In the present case, Quest certainly got the answer it wanted out of the state Supreme Court. Conley noted that other labs in South Carolina (or in other states following this case) will also view this determination as a positive because medical malpractice cases are increasingly hard to win, requiring expensive, expert affidavits, and a $350,000 cap on non-economic damages unless the jury finds gross negligence. (Quest does not comment on pending litigation.)
"Unless you have a high-earning potential, a relatively young plaintiff, some lawyers will tell you that it's hardly worth the cost of bringing a medical malpractice case," Conley reflected. "Thus, despite all the horror stories about doctors being persecuted by medical malpractice lawyers, there aren't that many cases filed and defendants usually win or their insurer pays out a pretty modest settlement."
The barriers for patients seeking relief when they feel they've been injured by a genetic testing lab are particularly worrisome when one considers how quickly the field is growing but that regulation of the broader lab industry has stagnated.

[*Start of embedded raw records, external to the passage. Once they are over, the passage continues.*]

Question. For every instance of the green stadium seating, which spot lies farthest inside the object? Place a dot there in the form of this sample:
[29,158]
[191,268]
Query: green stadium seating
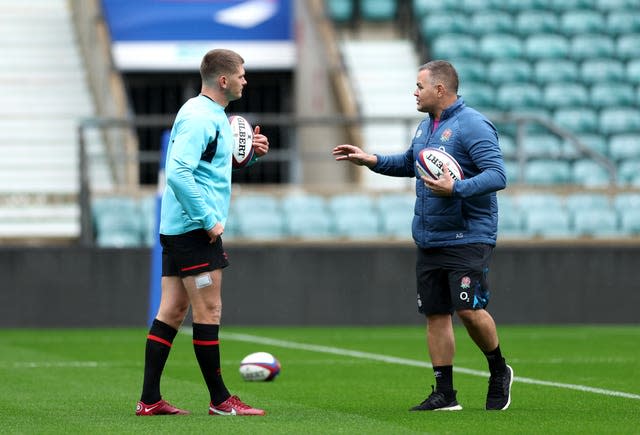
[612,94]
[541,223]
[633,71]
[555,70]
[577,21]
[509,70]
[577,120]
[593,71]
[490,21]
[614,120]
[470,70]
[546,46]
[451,46]
[530,22]
[624,146]
[500,45]
[628,46]
[518,95]
[477,94]
[628,171]
[577,202]
[435,24]
[596,223]
[589,46]
[558,95]
[378,10]
[622,22]
[547,172]
[588,173]
[340,11]
[542,145]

After fighting against the US Food and Drug Administration's oversight for two decades, many in the lab industry in recent years have acknowledged existing lab regulations under CLIA need to be updated, but there is still no consensus on how that might be achieved.
Williams' case, "underscores a problem we have with ensuring adequate quality of genetic testing laboratories," said Jennifer Wagner, associate director of bioethics research at Geisinger Health and a lawyer specializing in genetics rights. "Americans currently place heavy reliance upon CLIA accreditations of laboratories for consumer protection. I think this reliance is misplaced."
Many in the lab industry, including CMS, have recognized that the agency is increasingly asked to do more with limited resources, and that the agency's budget is not increasing in line with growth in the lab industry. "If CMS isn't able to ensure compliance with CLIA regulations with their current resources, and if individual plaintiffs face substantial difficulties using litigation to compel performance or seek redress when CLIA violations have affected them personally, how do we hold laboratories accountable?" Wagner said.
The limited recourse for patients can, in the end, diminish people's trust in genetic testing in medical care and in research, she reflected. "There is considerable work to do to ensure the burdens of receiving unreliable or incorrect data and interpreted information is not on the shoulders of the individual who is ill-suited to avoid or correct the problems, but instead the responsibility of the appropriate parties who are," Wagner said.